# Why is base OpenSSL not showing the new version number



## Roger Eddins (May 9, 2016)

Currently sitting on 9.3-RELEASE-p39 and performed `freebsd-update/install` and /usr/bin/openssl is still showing version "OpenSSL 0.9.8zh-freebsd 3 Dec 2015".  I see the timestamp of the binary (/usr/bin/openssl) shows the latest timestamp when I ran freebsd-update install so am I just to assume it updated?  Is this a little know secret that you should just trust it updated?
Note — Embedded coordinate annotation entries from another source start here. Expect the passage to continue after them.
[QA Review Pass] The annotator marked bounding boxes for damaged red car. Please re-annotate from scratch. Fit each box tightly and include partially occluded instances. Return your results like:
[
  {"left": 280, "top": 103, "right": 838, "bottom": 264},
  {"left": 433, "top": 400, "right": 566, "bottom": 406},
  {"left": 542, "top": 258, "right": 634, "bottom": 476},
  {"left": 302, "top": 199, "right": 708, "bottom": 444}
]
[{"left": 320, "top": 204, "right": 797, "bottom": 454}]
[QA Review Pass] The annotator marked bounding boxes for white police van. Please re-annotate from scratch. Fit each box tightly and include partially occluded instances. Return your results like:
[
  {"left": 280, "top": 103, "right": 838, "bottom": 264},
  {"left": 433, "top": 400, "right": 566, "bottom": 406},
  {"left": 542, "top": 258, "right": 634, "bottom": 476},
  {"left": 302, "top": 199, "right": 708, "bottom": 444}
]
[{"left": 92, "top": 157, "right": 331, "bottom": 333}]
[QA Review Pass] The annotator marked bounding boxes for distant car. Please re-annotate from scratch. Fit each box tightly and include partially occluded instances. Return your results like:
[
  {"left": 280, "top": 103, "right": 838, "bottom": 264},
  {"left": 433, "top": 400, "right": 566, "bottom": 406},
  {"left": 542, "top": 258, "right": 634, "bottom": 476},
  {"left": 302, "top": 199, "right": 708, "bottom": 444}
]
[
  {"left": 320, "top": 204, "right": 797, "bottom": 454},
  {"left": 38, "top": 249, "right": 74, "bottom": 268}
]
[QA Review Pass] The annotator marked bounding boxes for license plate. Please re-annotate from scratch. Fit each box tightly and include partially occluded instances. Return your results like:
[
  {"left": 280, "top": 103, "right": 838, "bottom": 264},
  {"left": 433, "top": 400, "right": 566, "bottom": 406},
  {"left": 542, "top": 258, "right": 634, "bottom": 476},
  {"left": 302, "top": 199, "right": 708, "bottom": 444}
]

A little help or breadcrumb please... nothing in searches of the other FreeBSD forums hint about this except one reply but that's not enough to be convincing.


----------



## drhowarddrfine (May 10, 2016)

End of life for version 9.2 ended December 2014. I don't know when 9.3 ended but end of life for version 10.0 was February 2015.


----------



## YuryG (May 10, 2016)

Well, 9.3 is supported release with expected end of life set to the 31st of December, 2016. But, I believe, there will be no new OpenSSL versions for 9.3. The file modifications dates could be about some small bugfixes (security advisories), not changing the version.


----------



## SirDice (May 10, 2016)

FreeBSD 9.3 is supported until the end of this year (just like 10.1 and 10.2).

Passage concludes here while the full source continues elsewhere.